Compared to Nearest Neighbour algorithm, Hill Climbing algorithm worked slower and provided worse solutions. On a graph with 100 cities, the difference in results and execution times became significant. Perhaps, by generating some other random set-up, we may achieve better results for Hill Climbing. Also, we can modify the strategy of choosing the neighbourhood, this may help us achieve better performance (but there will still be a trade-off between optimality of a solution and execution time).

Let's try to run 100 iterations of Hill Climbing to see how randomization may influence the results.

In [62]:
min_path = None
min_dist = np.inf
times = []
n_iterations = 100

graph = Graph(20)
with open('20.txt', 'r') as file:
    graph.parse(file)

for _ in range(n_iterations):
    start = timer()
    path, dist = hill_climbing_algorithm(graph)
    end = timer()
    times.append(end - start)
    
    if dist < min_dist:
        min_dist = dist
        min_path = path

print(f"Average time running Hill Climbing algorithm on 20 cities: {np.mean(times)} s.")
print(f"Best found solution: {round(min_dist, 3)}.")
print(f"Running time of Nearest Neighbour algorithm: 0.0031053000002430053 s.")
print(f"Best solution of Nearest Neighbour algorithm: 4479.171.")

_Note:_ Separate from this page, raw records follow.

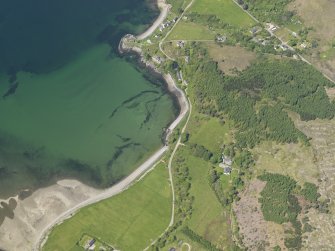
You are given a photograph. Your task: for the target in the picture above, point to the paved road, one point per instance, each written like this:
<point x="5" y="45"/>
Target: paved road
<point x="129" y="180"/>
<point x="168" y="33"/>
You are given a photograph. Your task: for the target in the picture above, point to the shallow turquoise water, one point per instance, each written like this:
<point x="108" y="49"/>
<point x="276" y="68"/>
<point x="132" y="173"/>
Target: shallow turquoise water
<point x="78" y="111"/>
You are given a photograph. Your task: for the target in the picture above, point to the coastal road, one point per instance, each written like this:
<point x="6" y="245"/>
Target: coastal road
<point x="188" y="104"/>
<point x="168" y="33"/>
<point x="164" y="7"/>
<point x="130" y="179"/>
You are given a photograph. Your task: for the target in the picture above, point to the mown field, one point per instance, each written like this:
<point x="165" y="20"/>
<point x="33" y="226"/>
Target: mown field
<point x="130" y="220"/>
<point x="226" y="10"/>
<point x="190" y="31"/>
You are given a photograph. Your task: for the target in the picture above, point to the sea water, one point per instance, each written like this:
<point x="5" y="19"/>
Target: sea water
<point x="69" y="106"/>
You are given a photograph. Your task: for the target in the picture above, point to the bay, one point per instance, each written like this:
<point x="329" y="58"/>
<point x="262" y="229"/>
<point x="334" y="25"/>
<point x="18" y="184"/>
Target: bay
<point x="70" y="107"/>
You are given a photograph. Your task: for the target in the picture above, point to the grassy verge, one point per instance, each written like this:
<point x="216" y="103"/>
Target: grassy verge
<point x="131" y="220"/>
<point x="190" y="31"/>
<point x="226" y="10"/>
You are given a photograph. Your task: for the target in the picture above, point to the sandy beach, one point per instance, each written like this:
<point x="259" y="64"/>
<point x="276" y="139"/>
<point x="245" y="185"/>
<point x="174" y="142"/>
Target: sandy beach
<point x="35" y="212"/>
<point x="36" y="215"/>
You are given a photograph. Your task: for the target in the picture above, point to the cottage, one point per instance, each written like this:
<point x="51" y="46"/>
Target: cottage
<point x="157" y="59"/>
<point x="227" y="161"/>
<point x="284" y="47"/>
<point x="221" y="39"/>
<point x="227" y="171"/>
<point x="181" y="44"/>
<point x="179" y="76"/>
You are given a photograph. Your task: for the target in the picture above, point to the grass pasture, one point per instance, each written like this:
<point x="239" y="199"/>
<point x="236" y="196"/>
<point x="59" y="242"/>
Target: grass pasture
<point x="186" y="30"/>
<point x="230" y="58"/>
<point x="226" y="10"/>
<point x="208" y="217"/>
<point x="128" y="221"/>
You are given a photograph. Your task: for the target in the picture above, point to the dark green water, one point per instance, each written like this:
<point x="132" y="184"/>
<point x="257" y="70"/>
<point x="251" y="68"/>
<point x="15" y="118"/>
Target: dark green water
<point x="69" y="106"/>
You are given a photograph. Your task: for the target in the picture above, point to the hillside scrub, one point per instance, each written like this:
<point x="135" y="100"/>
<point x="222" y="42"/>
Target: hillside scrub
<point x="258" y="99"/>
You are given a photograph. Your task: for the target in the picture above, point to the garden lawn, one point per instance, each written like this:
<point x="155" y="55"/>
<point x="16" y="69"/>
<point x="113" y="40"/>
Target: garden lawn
<point x="208" y="217"/>
<point x="128" y="221"/>
<point x="226" y="10"/>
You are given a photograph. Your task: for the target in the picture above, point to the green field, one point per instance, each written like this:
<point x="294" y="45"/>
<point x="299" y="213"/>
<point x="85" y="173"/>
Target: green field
<point x="226" y="10"/>
<point x="209" y="219"/>
<point x="190" y="31"/>
<point x="128" y="221"/>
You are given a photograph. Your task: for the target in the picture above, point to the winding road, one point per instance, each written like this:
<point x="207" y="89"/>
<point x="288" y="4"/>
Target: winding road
<point x="163" y="14"/>
<point x="130" y="179"/>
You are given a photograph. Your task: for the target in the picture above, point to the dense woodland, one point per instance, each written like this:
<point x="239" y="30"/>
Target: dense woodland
<point x="260" y="98"/>
<point x="267" y="11"/>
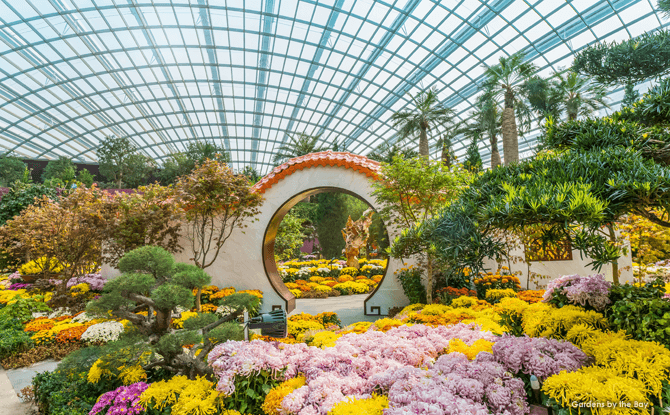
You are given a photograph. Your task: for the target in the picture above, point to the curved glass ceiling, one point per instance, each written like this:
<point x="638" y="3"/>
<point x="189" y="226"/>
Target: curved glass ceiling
<point x="247" y="72"/>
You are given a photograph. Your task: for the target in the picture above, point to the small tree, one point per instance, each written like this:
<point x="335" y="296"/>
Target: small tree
<point x="153" y="282"/>
<point x="61" y="169"/>
<point x="146" y="217"/>
<point x="180" y="164"/>
<point x="216" y="202"/>
<point x="70" y="231"/>
<point x="121" y="163"/>
<point x="414" y="190"/>
<point x="290" y="237"/>
<point x="12" y="169"/>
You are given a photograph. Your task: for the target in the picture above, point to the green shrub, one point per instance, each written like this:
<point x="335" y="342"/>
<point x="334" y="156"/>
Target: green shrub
<point x="641" y="311"/>
<point x="12" y="338"/>
<point x="410" y="279"/>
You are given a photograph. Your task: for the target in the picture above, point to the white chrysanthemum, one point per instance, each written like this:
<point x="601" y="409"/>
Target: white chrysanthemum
<point x="103" y="332"/>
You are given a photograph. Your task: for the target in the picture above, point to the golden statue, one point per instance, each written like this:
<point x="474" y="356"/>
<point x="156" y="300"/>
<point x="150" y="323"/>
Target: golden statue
<point x="355" y="237"/>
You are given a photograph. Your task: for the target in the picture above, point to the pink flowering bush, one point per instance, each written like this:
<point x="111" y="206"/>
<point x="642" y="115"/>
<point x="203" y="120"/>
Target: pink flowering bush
<point x="95" y="281"/>
<point x="537" y="356"/>
<point x="454" y="385"/>
<point x="591" y="292"/>
<point x="121" y="401"/>
<point x="349" y="369"/>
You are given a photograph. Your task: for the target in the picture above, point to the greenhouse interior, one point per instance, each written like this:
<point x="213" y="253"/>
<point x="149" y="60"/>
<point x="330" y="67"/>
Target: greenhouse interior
<point x="334" y="207"/>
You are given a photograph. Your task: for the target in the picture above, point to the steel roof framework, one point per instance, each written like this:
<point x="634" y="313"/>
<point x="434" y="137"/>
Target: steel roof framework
<point x="248" y="74"/>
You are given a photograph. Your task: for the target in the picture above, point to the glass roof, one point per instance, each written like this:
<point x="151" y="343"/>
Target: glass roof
<point x="248" y="73"/>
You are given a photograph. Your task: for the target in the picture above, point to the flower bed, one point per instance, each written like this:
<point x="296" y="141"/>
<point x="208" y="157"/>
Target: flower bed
<point x="322" y="278"/>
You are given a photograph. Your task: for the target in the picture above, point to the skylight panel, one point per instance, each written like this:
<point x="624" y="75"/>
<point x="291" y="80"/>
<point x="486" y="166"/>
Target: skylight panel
<point x="562" y="15"/>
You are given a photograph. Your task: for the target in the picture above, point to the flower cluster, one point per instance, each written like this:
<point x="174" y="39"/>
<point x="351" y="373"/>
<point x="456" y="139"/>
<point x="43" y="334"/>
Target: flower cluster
<point x="531" y="296"/>
<point x="347" y="369"/>
<point x="591" y="291"/>
<point x="321" y="278"/>
<point x="537" y="356"/>
<point x="95" y="281"/>
<point x="103" y="332"/>
<point x="502" y="279"/>
<point x="124" y="400"/>
<point x="454" y="385"/>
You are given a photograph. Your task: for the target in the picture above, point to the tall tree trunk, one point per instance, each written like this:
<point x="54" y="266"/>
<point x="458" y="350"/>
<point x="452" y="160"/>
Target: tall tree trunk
<point x="615" y="263"/>
<point x="423" y="143"/>
<point x="510" y="137"/>
<point x="495" y="154"/>
<point x="429" y="280"/>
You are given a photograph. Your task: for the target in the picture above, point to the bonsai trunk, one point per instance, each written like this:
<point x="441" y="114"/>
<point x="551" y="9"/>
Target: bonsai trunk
<point x="198" y="307"/>
<point x="429" y="280"/>
<point x="510" y="132"/>
<point x="615" y="263"/>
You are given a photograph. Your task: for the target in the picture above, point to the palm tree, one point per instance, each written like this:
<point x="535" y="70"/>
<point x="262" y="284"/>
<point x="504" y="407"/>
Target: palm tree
<point x="428" y="113"/>
<point x="507" y="79"/>
<point x="577" y="95"/>
<point x="300" y="145"/>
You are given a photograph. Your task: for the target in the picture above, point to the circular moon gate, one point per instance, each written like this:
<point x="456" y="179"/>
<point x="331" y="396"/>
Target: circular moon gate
<point x="247" y="260"/>
<point x="271" y="232"/>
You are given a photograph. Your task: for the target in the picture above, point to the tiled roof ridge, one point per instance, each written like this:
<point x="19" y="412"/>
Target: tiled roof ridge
<point x="344" y="159"/>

Average time running Hill Climbing algorithm on 20 cities: 0.027038689000019076 s.
Best found solution: 4113.342.
Running time Nearest Neighbour algorithm: 0.0031053000002430053 s.
Best solution of Nearest Neighbour algorithm: 4479.171.


So, despite much bigger running time, Hill Climbing may return even better result than Nearest Neighbour algorithm.